In 1996 he starred in 'Hillsborough' a made-for-TV film about the families of the victims of the Hillsborough Stadium Disaster, in which he portrayed John Glover - the father of victim Ian.http://www.youtube.com/watch?v=4ppcuhtN3Vc
and featured in four episodes of the tv series, 'Clocking Off' in 2001, one of which was a BAFTA - nominated episode written by Danny Brockelurst and in 2002 starred in the BBC Series, 'Nice Guy Eddie', playing a Liverpool private investigator based on the real life cases from Liverpool private investigator, Tony Smith.

It was, however, in the BBC sitcom, 'The Royal Family' which ran for three series from 1998 to 2000 and Christmas specials from 2006 to 2012, in which he played the patriarch Jim Royle, that he is best remembered :
https://www.youtube.com/watch?v=KM4mJVXXMcc&t=55m37s and as a keen banjo and harpsichord player, he was allowed to demonstrate his prowess in a number of episodes : http://www.youtube.com/watch?v=iUi7vEhN9W8&feature=related


In 2008, Ricky donated £200,000 as patron of the charity, 'Human Milk Bank' which provides babies on Special Care Baby Units with milk from donor mothers, significantly improving their chances of survival and long term development and in 2010 was reported as having donated £1million to the Alder Hey Children's Hospital in Liverpool.

Now at the age of 76, Ricky and his trial of 43 years ago are in the news again with the Labour Party Shadow Home Secretary, Andy Burnham, threatening to oppose the Government’s draft 'Investigatory Powers Bill' on spying by the police and security services, unless ministers release all available papers on what he called the "politically motivated show trial” from the 1970s.

Since 2012 the Criminal Cases Review Commission has been considering whether there are grounds for referring the convictions to the Court of Appeal as potentially unsafe and Ricky is still agitating to clear his name.

What has emerged is that Robert Carr, the Home Secretary in Edward Heath’s Conservative Government at the time, took a personal interest in the prosecution of the men.

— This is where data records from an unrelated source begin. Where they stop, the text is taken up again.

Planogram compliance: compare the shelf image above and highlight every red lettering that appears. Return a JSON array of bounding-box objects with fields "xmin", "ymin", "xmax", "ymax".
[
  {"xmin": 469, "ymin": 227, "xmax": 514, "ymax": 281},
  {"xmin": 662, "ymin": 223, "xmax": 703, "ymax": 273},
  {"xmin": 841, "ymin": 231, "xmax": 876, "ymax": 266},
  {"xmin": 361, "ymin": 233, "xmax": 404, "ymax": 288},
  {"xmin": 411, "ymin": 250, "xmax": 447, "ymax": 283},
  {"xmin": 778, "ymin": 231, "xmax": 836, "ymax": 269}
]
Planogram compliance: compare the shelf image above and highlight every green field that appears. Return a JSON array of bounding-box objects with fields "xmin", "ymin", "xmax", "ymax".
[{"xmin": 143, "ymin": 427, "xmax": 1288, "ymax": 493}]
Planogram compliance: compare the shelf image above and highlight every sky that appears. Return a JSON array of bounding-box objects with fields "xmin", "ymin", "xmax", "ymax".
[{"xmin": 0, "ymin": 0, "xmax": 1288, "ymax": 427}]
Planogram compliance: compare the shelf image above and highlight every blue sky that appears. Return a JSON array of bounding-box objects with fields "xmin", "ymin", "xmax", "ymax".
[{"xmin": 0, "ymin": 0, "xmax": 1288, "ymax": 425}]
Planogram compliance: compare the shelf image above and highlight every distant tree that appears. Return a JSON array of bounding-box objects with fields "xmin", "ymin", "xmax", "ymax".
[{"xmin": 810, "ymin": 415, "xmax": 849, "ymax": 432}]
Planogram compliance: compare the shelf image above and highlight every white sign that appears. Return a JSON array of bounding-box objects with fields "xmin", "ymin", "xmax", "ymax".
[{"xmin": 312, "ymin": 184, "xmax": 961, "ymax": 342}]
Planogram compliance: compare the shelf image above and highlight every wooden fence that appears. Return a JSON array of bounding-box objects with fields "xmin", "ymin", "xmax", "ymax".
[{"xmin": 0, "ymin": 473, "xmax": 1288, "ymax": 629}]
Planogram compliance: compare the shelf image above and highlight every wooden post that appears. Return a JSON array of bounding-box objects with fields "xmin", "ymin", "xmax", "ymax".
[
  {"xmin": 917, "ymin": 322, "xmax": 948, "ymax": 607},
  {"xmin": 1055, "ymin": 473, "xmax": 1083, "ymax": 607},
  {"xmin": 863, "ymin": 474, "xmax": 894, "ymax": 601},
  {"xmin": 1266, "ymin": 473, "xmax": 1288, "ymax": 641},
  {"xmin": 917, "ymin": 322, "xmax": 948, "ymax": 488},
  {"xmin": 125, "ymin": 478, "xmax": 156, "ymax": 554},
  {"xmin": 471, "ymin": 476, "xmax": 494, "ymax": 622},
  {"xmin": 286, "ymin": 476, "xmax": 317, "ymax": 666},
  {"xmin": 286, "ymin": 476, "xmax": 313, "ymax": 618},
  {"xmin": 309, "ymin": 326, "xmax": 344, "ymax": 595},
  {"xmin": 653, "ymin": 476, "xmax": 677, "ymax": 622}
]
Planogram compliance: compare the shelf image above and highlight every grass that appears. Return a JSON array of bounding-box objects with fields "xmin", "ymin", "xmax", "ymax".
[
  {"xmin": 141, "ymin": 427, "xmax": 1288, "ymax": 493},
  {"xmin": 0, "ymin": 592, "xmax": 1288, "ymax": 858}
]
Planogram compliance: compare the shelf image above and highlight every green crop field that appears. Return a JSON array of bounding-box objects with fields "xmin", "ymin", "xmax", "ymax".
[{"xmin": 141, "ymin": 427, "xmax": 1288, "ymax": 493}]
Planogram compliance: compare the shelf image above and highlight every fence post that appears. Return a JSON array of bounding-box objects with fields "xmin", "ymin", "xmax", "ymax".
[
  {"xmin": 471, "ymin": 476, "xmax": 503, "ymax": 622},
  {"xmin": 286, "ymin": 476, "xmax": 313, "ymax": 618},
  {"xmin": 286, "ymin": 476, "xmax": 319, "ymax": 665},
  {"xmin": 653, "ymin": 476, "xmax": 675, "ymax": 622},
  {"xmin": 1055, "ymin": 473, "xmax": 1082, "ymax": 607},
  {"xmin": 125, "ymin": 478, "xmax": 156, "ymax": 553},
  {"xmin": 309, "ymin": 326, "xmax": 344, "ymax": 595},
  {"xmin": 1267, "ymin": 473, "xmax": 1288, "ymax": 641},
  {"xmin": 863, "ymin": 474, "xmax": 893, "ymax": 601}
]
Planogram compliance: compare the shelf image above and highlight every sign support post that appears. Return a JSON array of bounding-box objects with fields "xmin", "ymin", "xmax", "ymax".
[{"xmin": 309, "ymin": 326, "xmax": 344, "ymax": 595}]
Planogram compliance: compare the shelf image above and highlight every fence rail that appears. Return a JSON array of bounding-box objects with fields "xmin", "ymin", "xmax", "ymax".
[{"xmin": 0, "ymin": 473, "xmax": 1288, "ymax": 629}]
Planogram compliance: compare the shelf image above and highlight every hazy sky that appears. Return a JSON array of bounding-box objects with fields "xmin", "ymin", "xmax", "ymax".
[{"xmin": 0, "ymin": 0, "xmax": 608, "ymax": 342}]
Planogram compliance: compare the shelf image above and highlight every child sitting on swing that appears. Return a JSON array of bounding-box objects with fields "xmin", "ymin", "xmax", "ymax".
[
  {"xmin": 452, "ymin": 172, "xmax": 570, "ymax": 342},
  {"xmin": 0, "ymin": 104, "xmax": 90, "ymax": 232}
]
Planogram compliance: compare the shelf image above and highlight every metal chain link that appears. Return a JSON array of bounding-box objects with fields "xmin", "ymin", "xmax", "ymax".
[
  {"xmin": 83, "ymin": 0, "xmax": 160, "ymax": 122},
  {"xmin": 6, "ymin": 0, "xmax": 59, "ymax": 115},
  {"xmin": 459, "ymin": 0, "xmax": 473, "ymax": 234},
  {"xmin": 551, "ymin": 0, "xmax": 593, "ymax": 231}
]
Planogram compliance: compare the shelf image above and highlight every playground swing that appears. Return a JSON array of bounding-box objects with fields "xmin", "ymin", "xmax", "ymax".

In addition, a new unit operating in the Foreign and Commonwealth Office was at the same time gathering evidence on allegedly 'subversive communist involvement in the trade unions', which it then passed to a television documentary, 'Red Under the Bed' which was aired twice at crucial points during the trial.

Ricky himself has said that on the day of the alleged offences there was no trouble and the police made neither arrests nor cautions. However five months later, in February 1973, they were arrested and charged with offences including intimidation, conspiracy to intimidate and unlawful assembly and the 24 men convicted after three separate trials.

In the Westminster Hall Parliamentary debate last Wednesday, Andy Burnham described the 'Shrewsbury 24' as: “The convenient scapegoats of a Government campaign to undermine the trade unions; the victims of a politically motivated show trial orchestrated from Downing Street, the Home and Foreign Offices and the security services.”

Ricky is clear on his interpretation of the events : “It’s simple, really simple. Back then they were afraid of what the miners were going to do. So they needed someone to make an example of. They couldn’t use the dockers or the railway industry, because they were organised – they could call a strike at the drop of a hat, they could paralyse the country. But we couldn’t. So they thought: we’ll pick on the building workers.”
and
“I’m not letting it go. I’m a whingeing scouser, and I will whinge until they’re made to pay.”